Academic integrity? We don’t need no academic integrity.

You want the dirty facts?

Of course you don’t. But you come here to get the stinking truth with a little satire. So here is some of both.

That little Star Chamber we have going — Presidunce Council — now has more members without terminal degrees than ones with terminal degrees. And it is two to one.

Of the two that possess doctoral credentials, one is The Fedora’d One and the other is Poppy. We will let that sink in.

The other four in order of current SW power ranking are: LL Cool J-Red, who wears his sunglasses at night so he can’t see that he ain’t getting the matching funds for the Plaster Sports Complex as long as Bart keeps laying eggs; Darren Fullerton, the jock-sniffer and glorified intramural boy of the 1980s (who incidentally doesn’t have a doctorate, but his subordinates sometimes do); Rob Yust, who just counts the money, shuffles the money, well the money; and Jo Jo a Go Go, the little sprite that hasn’t raised shit, got her first job here  just about 18 months ago and is poised to be the next VPWTD (vice president without a terminal degree).

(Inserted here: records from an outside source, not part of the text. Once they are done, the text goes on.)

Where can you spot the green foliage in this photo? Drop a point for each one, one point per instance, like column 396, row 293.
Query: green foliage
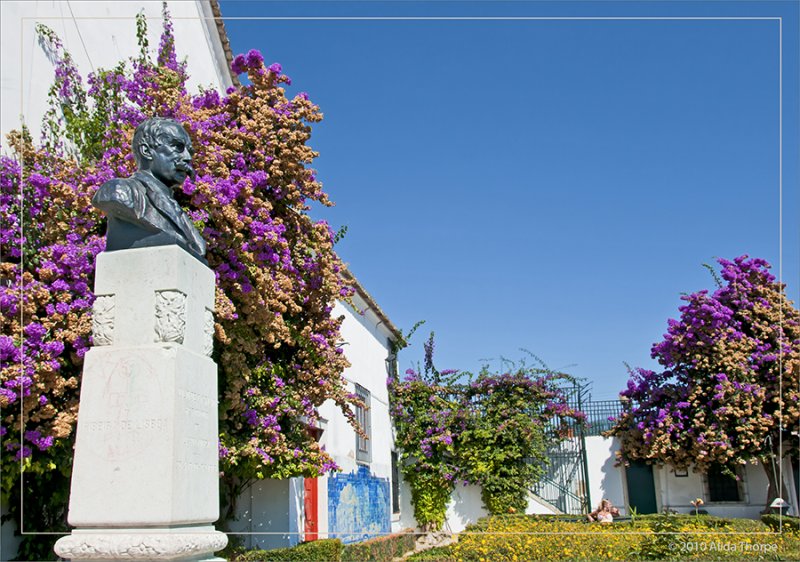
column 493, row 432
column 380, row 549
column 324, row 550
column 656, row 537
column 435, row 554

We bet Cliff Tolliver and the rest of the Faculty Senate are setting cocktail consumption records not seen since the implementation of the Volstead Act. Academics are going south, and you all know it.

Here would be a good investigation for Globe publisher Michael Beatty when he tires of playing golf and footsie with TFO: How does MSSU’s Presidunce Council compare with other schools when looking at terminal degrees in those positions?

We would ask The Fart to do it, but the current staff couldn’t identify the parties if it cared. And it is probably busy under a tree reading Emily Dickinson or a newly minted faculty member’s poetry anthology.